On more than one long drive my mind got lost in the unchangingness of things that seem to go on forever (roads, power lines, forests, fence poles, road trips -becos in my rural world even trip to the grocery store feels a road trip). I spent a lot of time contemplating the beauty in the contrasts of the human-made vs nature:
•Of the ununique lines stretching unbroken for hundreds of miles of undulating pavement made interesting by the ever-changing scenery lining it.
•Of a razor-sharp string of power line looped effortlessly over unchanging pole after unchanging pole after unchanging pole after unchanging pole after unchanging pole across every myriad landscape it meets up with.

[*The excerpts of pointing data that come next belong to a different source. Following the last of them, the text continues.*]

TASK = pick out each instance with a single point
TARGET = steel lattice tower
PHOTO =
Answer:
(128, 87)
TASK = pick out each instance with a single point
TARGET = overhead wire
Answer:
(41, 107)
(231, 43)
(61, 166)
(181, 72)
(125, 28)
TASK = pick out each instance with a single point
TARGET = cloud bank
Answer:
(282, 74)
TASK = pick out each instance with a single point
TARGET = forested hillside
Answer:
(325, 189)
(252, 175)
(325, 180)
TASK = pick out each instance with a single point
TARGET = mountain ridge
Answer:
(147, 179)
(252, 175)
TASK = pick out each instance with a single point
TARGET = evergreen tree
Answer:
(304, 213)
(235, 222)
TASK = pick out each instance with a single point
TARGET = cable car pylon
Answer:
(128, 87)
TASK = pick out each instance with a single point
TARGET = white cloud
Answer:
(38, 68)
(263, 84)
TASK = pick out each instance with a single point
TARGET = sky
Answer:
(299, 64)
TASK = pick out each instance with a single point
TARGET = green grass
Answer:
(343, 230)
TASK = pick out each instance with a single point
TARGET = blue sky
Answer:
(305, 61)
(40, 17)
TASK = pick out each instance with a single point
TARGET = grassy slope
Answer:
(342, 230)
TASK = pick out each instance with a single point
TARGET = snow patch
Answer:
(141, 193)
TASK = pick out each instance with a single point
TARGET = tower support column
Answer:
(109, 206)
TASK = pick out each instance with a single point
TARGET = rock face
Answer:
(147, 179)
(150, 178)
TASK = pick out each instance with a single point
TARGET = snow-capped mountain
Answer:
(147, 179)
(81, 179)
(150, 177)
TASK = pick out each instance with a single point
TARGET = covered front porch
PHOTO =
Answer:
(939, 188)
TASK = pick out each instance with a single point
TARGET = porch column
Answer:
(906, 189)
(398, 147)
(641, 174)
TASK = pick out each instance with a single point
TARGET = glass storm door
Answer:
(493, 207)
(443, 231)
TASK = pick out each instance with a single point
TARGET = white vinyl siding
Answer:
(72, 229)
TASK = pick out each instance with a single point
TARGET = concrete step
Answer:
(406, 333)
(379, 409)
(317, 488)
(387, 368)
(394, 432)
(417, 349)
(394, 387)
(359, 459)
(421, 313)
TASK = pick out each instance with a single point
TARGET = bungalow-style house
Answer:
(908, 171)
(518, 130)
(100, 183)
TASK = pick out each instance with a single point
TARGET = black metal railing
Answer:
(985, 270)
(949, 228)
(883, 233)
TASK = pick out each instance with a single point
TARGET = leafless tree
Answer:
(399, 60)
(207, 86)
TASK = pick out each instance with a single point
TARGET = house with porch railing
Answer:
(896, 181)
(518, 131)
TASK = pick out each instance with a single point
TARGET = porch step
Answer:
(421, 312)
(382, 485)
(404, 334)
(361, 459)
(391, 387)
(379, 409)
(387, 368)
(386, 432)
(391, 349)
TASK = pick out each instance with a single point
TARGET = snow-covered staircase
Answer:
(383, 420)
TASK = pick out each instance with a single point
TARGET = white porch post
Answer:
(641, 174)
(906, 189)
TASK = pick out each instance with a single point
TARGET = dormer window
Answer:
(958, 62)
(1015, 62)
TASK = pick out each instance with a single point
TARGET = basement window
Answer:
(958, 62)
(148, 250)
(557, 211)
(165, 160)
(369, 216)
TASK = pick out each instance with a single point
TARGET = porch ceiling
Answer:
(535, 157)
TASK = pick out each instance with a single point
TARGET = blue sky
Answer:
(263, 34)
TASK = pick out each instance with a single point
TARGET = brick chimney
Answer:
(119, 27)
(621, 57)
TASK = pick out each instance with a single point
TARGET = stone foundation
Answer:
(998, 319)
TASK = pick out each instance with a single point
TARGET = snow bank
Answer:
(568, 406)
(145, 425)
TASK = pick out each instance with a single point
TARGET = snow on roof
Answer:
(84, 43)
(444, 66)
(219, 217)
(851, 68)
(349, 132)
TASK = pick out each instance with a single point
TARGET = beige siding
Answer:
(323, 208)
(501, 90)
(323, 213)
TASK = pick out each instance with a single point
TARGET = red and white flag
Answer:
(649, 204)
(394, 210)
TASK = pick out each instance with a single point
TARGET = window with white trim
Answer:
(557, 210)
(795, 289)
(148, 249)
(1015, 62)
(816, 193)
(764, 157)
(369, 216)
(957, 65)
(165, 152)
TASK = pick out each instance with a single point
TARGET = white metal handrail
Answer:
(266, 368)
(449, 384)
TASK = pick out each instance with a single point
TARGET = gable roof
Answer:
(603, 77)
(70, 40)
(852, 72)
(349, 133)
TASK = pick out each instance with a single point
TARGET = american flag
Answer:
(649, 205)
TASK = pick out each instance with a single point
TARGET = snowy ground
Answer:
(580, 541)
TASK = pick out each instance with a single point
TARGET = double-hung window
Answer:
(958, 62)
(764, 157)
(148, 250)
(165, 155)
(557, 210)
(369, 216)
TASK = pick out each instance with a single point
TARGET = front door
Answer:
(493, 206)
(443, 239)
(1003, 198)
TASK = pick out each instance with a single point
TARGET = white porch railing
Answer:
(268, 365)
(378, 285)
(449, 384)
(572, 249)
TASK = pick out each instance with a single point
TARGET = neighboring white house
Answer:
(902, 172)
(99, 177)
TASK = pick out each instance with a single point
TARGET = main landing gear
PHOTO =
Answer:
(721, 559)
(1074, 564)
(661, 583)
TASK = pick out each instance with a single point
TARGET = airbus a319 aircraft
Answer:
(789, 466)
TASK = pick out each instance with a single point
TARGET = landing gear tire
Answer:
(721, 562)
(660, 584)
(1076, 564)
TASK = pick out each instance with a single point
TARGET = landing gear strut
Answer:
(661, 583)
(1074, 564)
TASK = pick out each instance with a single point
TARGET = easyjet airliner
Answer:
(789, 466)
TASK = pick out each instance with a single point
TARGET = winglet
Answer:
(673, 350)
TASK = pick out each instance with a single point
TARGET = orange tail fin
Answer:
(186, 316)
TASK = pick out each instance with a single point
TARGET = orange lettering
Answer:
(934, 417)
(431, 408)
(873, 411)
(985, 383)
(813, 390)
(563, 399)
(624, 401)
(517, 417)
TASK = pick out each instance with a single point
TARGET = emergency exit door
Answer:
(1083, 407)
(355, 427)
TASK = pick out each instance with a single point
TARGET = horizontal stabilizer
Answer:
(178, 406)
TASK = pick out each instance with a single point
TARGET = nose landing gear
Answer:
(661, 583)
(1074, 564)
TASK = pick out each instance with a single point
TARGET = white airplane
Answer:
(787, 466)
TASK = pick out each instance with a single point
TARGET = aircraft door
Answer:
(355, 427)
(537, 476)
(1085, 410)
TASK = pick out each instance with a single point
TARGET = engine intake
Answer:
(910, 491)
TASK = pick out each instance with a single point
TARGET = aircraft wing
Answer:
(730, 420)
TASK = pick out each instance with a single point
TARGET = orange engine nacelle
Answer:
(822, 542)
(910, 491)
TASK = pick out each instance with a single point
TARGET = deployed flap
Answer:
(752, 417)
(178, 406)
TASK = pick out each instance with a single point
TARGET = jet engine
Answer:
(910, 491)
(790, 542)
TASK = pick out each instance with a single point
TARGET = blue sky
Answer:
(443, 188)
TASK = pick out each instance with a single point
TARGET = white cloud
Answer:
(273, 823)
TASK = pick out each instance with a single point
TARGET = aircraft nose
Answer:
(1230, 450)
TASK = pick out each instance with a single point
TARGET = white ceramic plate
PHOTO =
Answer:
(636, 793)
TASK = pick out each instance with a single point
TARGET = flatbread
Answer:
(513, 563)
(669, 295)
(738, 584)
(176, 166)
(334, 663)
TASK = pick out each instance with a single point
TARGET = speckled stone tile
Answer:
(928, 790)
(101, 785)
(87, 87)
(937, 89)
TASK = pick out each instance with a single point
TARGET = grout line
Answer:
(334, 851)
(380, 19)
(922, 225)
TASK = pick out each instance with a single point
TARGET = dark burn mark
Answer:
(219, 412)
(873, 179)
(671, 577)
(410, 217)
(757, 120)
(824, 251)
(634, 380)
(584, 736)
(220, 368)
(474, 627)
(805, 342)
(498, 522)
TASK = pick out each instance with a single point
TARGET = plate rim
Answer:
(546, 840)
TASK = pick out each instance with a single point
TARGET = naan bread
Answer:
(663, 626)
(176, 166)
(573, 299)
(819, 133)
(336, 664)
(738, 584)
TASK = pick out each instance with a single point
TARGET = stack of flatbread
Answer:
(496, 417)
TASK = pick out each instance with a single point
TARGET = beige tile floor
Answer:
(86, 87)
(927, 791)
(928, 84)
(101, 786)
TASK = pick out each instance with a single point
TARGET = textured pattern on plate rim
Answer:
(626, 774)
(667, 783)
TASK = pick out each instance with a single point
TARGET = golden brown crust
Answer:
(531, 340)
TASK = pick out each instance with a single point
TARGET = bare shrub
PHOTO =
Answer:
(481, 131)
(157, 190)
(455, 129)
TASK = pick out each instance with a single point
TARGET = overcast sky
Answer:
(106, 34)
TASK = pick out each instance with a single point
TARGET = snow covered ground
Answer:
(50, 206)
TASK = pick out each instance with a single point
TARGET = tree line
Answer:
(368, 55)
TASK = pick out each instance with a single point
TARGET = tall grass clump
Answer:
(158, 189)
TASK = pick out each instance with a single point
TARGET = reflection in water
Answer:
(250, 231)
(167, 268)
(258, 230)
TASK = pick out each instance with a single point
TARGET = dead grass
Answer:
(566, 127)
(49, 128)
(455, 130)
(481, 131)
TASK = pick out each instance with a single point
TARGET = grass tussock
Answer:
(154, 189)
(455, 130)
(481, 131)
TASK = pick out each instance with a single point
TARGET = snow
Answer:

•Of a human-planted neat-and-tidy tree rows around an overgrown dilapidated abandoned farmstead.
•Of one weedless verdant lawn of perfectly aligned mower stripes surrounded by acres of untamed dandelion meadows.
•Of straight jet streams bisecting a messily clouded sky.
•Of sturdy square symmetrical houses lending some stability to squalid prairie landscape.
•Of neatly parked rows of vehicles on gravel strewn parking lots.
•Of The carefully slotted seats on an airplane, bus, or subway filled with chaotic uninhibited messy human beings.
•Of perfectly spaced rows of anxious shoppers lined up against the colourful backdrop of a grocery store’s eye catching displays.
•Of a closet- or cupboard-ful of myriad things, articulately organized (something that doesn’t happen in my house unless it happens to be a closet or cupboard without doors.)
•Of The stolid shadows of a light pole keeping a stop sign company under a turbulent blanket of clouds.